Does it make sense then to have say the warning message and documentation about the behaviour change in JDK 21, and then actually do the change in JDK25? It's a slower process, but the warning message will be displayed in JDK 21-24, and then JDK 25 just has the change along with the appropriate message in the release docs. I don't know you all feel like this is way too slow though.

klangman commented 1 year ago

I think the JIT should begin to emit a message in JDK 19/20 when multiple -Xjit’s are present on the command-line about how this behaviour is expected to change in the next LTS going forward. A JIT option should also be provided to suppress this warning message should it be interfering with a user.

I am sure that all customers and products that adopt a new major version of the JDK will do a ton of testing prior to deployment and therefore I think a note in the readme would be sufficient. Such a change as this should never be done in a point release but on the flip side, customers should expect changes of this nature on major releases.

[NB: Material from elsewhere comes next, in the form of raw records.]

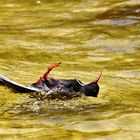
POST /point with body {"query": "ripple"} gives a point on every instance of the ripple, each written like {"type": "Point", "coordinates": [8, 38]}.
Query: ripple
{"type": "Point", "coordinates": [120, 123]}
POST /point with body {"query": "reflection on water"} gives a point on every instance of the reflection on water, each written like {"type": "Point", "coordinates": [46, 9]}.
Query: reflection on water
{"type": "Point", "coordinates": [89, 37]}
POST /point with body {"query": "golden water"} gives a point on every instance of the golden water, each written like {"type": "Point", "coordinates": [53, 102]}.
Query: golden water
{"type": "Point", "coordinates": [89, 37]}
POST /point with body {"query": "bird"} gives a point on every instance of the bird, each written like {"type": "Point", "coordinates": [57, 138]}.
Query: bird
{"type": "Point", "coordinates": [49, 86]}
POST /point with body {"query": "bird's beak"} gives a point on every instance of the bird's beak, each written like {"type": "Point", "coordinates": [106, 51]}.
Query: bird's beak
{"type": "Point", "coordinates": [97, 78]}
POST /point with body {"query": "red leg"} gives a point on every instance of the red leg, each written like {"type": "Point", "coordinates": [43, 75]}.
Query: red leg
{"type": "Point", "coordinates": [45, 75]}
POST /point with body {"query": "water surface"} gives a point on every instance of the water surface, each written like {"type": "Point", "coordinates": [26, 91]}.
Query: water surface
{"type": "Point", "coordinates": [89, 37]}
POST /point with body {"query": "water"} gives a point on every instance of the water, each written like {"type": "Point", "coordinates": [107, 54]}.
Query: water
{"type": "Point", "coordinates": [89, 37]}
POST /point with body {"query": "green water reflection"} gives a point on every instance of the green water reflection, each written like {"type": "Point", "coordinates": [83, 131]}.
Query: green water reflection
{"type": "Point", "coordinates": [89, 37]}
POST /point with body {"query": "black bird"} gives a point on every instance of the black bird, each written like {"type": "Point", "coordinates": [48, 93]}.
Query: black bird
{"type": "Point", "coordinates": [51, 85]}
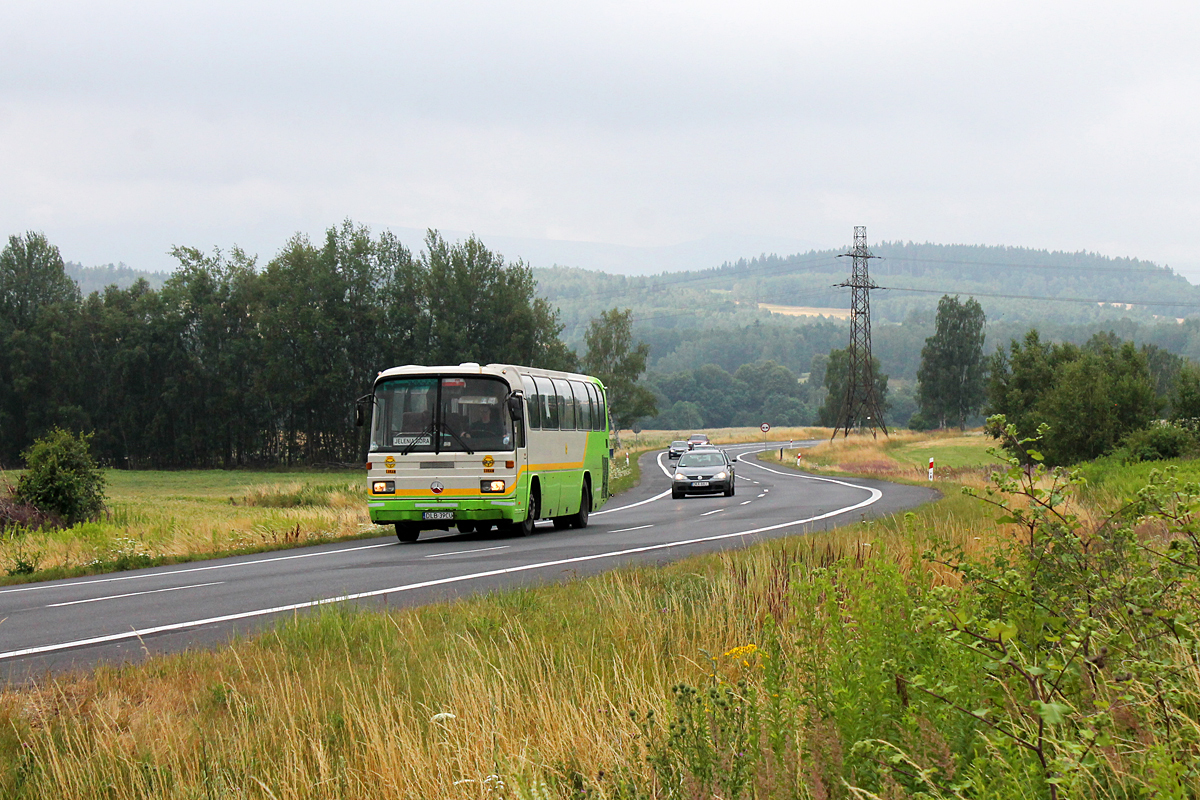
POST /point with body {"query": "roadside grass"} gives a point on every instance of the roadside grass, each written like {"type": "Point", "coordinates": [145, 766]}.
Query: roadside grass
{"type": "Point", "coordinates": [165, 517]}
{"type": "Point", "coordinates": [168, 517]}
{"type": "Point", "coordinates": [502, 696]}
{"type": "Point", "coordinates": [762, 668]}
{"type": "Point", "coordinates": [1113, 482]}
{"type": "Point", "coordinates": [904, 456]}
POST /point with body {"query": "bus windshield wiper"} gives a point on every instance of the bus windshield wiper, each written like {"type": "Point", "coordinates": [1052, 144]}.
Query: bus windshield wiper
{"type": "Point", "coordinates": [463, 444]}
{"type": "Point", "coordinates": [417, 439]}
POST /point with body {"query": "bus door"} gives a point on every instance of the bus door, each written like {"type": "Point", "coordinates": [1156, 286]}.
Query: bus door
{"type": "Point", "coordinates": [545, 449]}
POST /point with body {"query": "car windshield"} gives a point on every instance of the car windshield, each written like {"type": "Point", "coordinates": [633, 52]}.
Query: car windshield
{"type": "Point", "coordinates": [702, 459]}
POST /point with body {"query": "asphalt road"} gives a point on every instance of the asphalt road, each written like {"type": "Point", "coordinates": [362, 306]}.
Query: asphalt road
{"type": "Point", "coordinates": [76, 624]}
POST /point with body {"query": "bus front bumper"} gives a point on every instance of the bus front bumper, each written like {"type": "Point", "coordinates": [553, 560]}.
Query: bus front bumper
{"type": "Point", "coordinates": [448, 512]}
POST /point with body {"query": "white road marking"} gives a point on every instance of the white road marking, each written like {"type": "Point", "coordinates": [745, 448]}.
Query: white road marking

I'll add my support for this change in general, I proactively remind people about the fact that only one "-Xjit" option will take effect and despite this we still have the occasional case were the warring is not heeded. In addition, I frequently get questions from customers and support about how to merge two options. This change should improve the usability of the JIT in my opinion.

0xdaryl commented 1 year ago

If we're talking about JDK 25 (likely 3 years out) I don't think we should be implementing an interim solution at that time. We should have a clear picture of how we'd like the JIT options to appear and behave by then (possibly some unifying story with other components of the JVM), and then implementing that.

pshipton commented 1 year ago

Java 21 - Sept 2023 (OpenJDK schedule, OpenJ9 may be delayed) Java 25 - Sept 2025

dsouzai commented 1 year ago

@0xdaryl do you still want there to be a message printed out in JDK19/20, or given Kevin's comment is updating the documentation sufficient?